0

I write a python script to retrieve the image from url:

url = `https://uploads0.wikiart.org/images/albrecht-durer/watermill-at-the-montaсa.jpg`
urllib.request.urlretrieve(url, STYLE_IMAGE_UPLOAD + "wikiart" + "/" + url)

When I run I got the message

UnicodeEncodeError: 'ascii' codec can't encode character '\u0441' in position 49: ordinal not in range(128)

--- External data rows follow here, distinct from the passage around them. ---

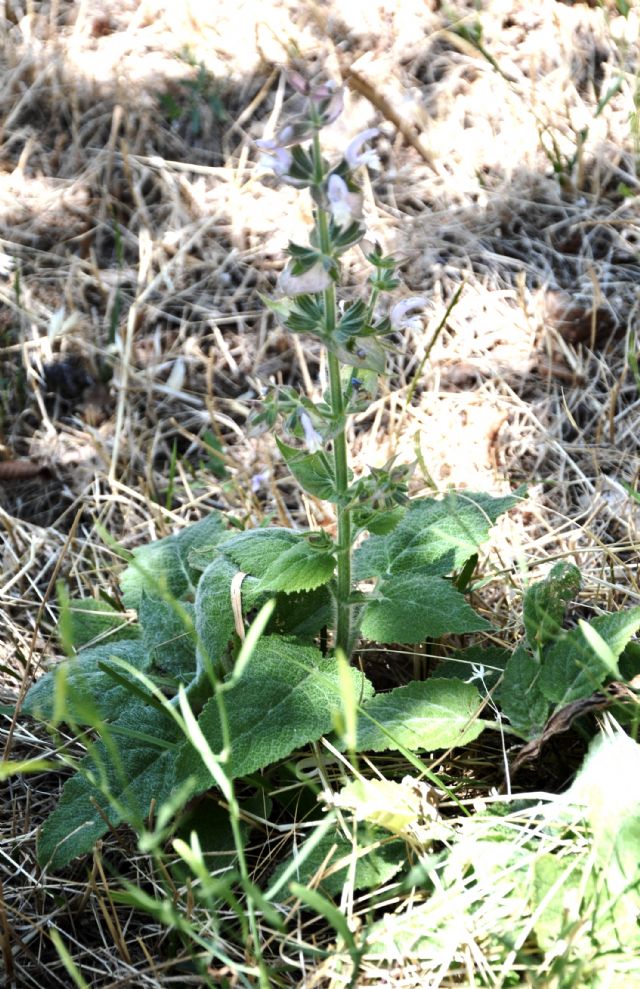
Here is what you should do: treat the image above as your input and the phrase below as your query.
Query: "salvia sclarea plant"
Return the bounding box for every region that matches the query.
[23,74,640,885]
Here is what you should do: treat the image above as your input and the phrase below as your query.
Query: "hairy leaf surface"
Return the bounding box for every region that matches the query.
[220,526,301,577]
[540,607,640,707]
[356,679,489,752]
[179,636,372,789]
[68,598,140,649]
[354,493,519,580]
[140,591,196,682]
[38,705,180,869]
[523,563,582,655]
[257,540,336,594]
[276,437,337,501]
[496,646,549,738]
[361,573,491,644]
[120,512,227,609]
[22,639,151,725]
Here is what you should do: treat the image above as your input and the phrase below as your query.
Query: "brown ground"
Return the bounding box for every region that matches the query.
[0,0,640,987]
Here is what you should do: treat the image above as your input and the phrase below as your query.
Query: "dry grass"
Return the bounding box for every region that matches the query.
[0,0,640,989]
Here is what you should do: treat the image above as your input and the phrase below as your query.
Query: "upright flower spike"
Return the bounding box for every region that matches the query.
[344,127,380,169]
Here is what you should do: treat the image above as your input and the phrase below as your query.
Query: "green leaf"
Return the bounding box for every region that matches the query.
[120,512,227,610]
[195,556,255,669]
[269,585,333,639]
[68,598,140,649]
[22,639,151,725]
[361,576,491,644]
[494,646,549,738]
[140,591,196,682]
[257,540,336,594]
[532,854,595,951]
[523,563,582,655]
[178,636,372,789]
[354,492,519,580]
[38,705,180,870]
[540,607,640,707]
[220,526,300,577]
[276,436,337,502]
[356,679,488,752]
[271,825,407,897]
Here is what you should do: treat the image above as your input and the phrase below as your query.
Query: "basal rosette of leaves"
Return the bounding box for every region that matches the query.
[17,76,532,868]
[22,482,515,874]
[494,563,640,740]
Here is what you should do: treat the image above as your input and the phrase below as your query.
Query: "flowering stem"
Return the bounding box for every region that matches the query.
[313,131,351,657]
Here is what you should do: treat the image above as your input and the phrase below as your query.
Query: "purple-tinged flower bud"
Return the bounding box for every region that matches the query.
[300,412,322,453]
[327,175,362,227]
[344,127,380,169]
[278,262,331,296]
[390,295,429,331]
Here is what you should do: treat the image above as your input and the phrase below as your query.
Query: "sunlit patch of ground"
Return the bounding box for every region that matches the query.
[0,0,640,989]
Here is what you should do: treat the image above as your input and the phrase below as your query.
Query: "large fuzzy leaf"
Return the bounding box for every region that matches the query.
[67,598,140,649]
[495,646,549,738]
[38,705,179,869]
[195,556,256,668]
[356,679,489,752]
[220,528,335,594]
[120,512,227,609]
[22,639,151,725]
[354,493,519,580]
[178,636,373,789]
[361,573,491,644]
[220,526,300,577]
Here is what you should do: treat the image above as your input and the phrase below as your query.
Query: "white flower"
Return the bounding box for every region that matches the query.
[390,295,429,331]
[278,262,331,296]
[344,127,380,168]
[465,663,487,684]
[251,470,269,494]
[327,175,362,227]
[300,412,322,453]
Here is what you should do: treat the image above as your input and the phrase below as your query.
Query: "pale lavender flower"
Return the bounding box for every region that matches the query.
[278,262,331,296]
[390,295,429,330]
[327,175,362,227]
[288,71,344,125]
[300,412,322,453]
[256,127,295,178]
[311,83,344,125]
[251,470,269,494]
[344,127,380,168]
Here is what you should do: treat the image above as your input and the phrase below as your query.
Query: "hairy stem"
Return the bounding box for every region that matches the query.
[313,131,352,657]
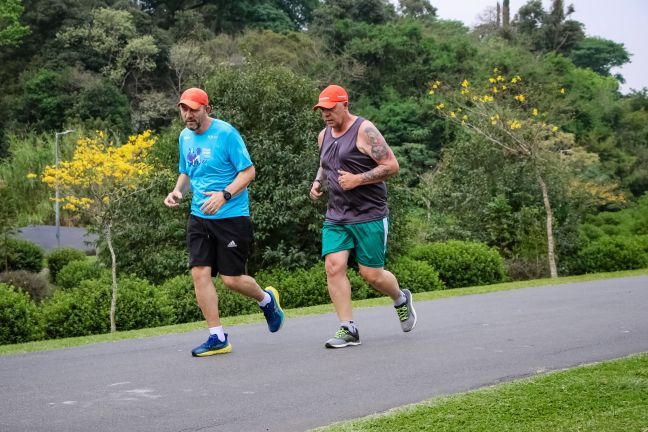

I think the problem from the image url

'https://uploads0.wikiart.org/images/albrecht-durer/watermill-at-the-monta\u0441a.jpg',

How to fix this problem?

tree em
  • 20,379
  • 30
  • 92
  • 130
  • Can you post the full stack trace? Also, your code snippet isn't reproducible, as we don't know what `STYLE_IMAGE_UPLOAD` is. – lenz Dec 07 '19 at 16:12
  • 1
    Oh I see, the "c" in "Montaca" is a Cyrillic letter. Have you tried url-encoding the address? – lenz Dec 07 '19 at 16:28
  • Btw, [here](https://stackoverflow.com/q/4389572)'s a collection of more general approaches and alternative solutions. For example, I learned that the `requests` library handles addresses like that out of the box. – lenz Dec 08 '19 at 19:39

1 Answers1

1

The URL contains a non-ASCII character (a Cyrillic letter that looks like a Latin "c").

Escape this character using the urllib.parse.quote function:

url = 'https://uploads0.wikiart.org' + urllib.parse.quote('/images/albrecht-durer/watermill-at-the-montaсa.jpg')
urllib.request.urlretrieve(url, '/tmp/watermill.jpg')

Don't put the entire URL in the quote function, otherwise it would escape the colon (":") in "https://".

lenz
  • 5,658
  • 5
  • 24
  • 44